Moving some home directories around

Over the summer we had to do some back-end work to make user’s lives slightly better, by replacing the servers the home directories were served from (let’s call them the UFAs) with something a bit newer and shinier (let’s call this the SAN). There were a few good reasons for this; the hardware was 13 years old, for a start. We had to do some consolidation work to tidy up home directories from users who were never going to return to the institution, and we needed to have a consistent policy on home directory creation.

Historically we’ve had really good service from the UFAs, with great bandwidth and throughput, and we’ve always said that a replacement service needs to at least match what we’ve had in the past. That’s the basis of all the hardware replacement we do in HPC ; whatever we put in has to provide at least as good a service as what it replaces. So, we did some testing, to make sure we knew what the replacement matrix should look like.

When this project started, back in 2014, initial testing wasn’t good; in fact the performance for just simple dd if=/dev/zero of= bs=1M count=1024 -type on a single node, single threaded was considerably worse than on the UFAs. However, with a newer SAN and the right mix of NFS mount options and underlying filesystems – work carried out by the servers and storage team, who did an excellent job – we were able to get an improvement on some standard tasks, like extracting a standard application.

bar chart
fig 1 – how long does it take to extract OpenFOAM?

You’ll see that the time taken to extract a file was considerably larger on the replacement service. We found some interesting things; file async is a process where a server makes sure that a file has been written before it sends the acknowledgement that it’s got the file. In these cases turning async on made everything go much quicker, at the risk of data being lost – however we felt that risk was worth taking as the situation where that would occur would be most unlikely and we do have resilient backups. Single threaded performance was equivalent, and although multithreaded was not an improvement it was equivalent or better than writing to local NFS storage.

There’s also an interesting quirk relating to XFS being a 64-bit filesystem; a 32-bit application might get be told to use an inode that’s bigger than it knows how to handle, which returns an IO error. We needed to do a quick bit of work to make sure there weren’t that many 32-bit applications still being used (there are, but it’s not many, and we have a solution for users who might be affected by this – if you are, get in touch).

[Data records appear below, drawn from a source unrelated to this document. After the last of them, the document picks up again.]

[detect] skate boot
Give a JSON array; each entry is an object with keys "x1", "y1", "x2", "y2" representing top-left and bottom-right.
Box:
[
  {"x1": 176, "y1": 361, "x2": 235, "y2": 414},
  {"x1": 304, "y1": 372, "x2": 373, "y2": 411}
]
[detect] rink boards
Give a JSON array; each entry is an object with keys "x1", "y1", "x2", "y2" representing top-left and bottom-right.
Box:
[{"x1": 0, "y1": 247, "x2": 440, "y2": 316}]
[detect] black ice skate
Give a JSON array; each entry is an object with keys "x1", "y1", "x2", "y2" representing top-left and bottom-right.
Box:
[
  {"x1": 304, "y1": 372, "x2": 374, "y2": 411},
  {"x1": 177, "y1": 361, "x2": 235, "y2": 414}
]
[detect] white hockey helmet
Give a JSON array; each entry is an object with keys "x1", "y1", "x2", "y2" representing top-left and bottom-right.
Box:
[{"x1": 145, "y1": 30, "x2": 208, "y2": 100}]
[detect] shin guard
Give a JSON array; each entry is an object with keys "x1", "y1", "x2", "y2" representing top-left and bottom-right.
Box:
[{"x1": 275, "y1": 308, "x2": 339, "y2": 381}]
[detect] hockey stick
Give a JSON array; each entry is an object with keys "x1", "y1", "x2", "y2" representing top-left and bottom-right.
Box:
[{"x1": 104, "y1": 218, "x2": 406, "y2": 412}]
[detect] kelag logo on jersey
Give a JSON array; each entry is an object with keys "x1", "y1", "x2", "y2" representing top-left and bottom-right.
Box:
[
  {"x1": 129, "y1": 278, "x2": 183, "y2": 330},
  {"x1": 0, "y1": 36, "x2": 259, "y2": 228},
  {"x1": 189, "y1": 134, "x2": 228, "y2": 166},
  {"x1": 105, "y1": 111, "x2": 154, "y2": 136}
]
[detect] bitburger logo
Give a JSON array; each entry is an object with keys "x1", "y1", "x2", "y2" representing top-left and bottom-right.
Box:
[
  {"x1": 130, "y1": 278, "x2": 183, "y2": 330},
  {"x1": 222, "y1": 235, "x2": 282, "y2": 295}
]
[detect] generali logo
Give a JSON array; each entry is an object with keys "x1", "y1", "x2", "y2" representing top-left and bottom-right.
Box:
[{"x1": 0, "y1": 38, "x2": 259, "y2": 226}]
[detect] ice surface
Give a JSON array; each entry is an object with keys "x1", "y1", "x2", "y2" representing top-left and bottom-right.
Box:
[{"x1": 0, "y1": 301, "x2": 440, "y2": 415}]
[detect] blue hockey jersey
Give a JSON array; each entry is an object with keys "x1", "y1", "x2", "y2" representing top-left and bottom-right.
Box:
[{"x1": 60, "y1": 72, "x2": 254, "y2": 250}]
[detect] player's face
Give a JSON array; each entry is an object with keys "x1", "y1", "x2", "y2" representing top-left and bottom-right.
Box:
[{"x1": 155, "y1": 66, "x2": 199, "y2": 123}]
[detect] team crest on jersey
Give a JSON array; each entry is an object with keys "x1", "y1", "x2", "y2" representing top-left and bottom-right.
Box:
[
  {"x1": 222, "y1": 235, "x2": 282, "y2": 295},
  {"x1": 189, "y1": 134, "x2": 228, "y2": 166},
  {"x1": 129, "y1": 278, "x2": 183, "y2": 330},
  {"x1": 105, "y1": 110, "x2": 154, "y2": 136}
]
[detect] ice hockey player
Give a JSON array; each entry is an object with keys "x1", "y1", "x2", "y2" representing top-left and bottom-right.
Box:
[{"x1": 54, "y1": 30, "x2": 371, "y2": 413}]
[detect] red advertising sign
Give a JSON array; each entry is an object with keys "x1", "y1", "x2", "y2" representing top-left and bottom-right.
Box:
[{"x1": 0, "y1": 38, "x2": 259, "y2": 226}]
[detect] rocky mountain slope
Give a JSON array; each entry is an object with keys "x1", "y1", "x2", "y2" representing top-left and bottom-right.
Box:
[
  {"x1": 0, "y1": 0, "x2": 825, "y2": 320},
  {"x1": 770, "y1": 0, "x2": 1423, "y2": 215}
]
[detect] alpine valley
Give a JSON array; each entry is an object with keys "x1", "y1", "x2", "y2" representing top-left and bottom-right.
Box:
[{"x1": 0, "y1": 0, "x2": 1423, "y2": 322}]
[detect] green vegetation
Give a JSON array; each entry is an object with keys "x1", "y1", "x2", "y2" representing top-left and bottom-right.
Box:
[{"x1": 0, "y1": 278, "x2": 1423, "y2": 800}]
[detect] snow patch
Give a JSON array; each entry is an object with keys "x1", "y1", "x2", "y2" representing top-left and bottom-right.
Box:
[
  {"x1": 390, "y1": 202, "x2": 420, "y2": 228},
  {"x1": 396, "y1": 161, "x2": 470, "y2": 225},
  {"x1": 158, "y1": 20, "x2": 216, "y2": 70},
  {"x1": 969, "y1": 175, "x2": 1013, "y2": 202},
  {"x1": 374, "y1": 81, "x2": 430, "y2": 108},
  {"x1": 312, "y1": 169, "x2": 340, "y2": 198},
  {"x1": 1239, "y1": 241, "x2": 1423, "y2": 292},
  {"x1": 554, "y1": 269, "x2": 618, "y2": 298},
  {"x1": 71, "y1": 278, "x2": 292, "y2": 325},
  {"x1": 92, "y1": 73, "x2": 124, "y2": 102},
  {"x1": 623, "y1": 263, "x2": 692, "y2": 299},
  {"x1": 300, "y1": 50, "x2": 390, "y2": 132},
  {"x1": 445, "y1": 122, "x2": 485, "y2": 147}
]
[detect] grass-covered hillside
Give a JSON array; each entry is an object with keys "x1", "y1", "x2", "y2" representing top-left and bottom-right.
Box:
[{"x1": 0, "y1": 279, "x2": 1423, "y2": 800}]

In the end a lot of hours were spent on the discovery phase of this project, then as we entered the test phase (Mark & I started using the new home directory server about a month before everybody else) we found a few issues that needed sorting, especially with file locking and firewalls. Once that was sorted there was a bunch of scripting that needed to happen so human error was minimised (one of the nice things about being a HPC systems admin is that you very quickly learn how to programatically do the same task multiple times), and we needed to tidy up the user creation processes – some of which have been around since the early 00s. The error catching and “unusual circumstances” routines – as you’d expect – made up the bulk of that scripting!

We’ve gone from 29 different home directory filesystems to three; performance is about the same, and quotas are larger. We’ve done all the tidying up work that means future migrations will go smoother, and although there was a bit of disruption for everybody it was all over quickly and relatively painlessly for the users (which is the most important thing). We are still keeping an eye on things, too.

Huge thanks are due to everybody in the wider IT Service who helped out.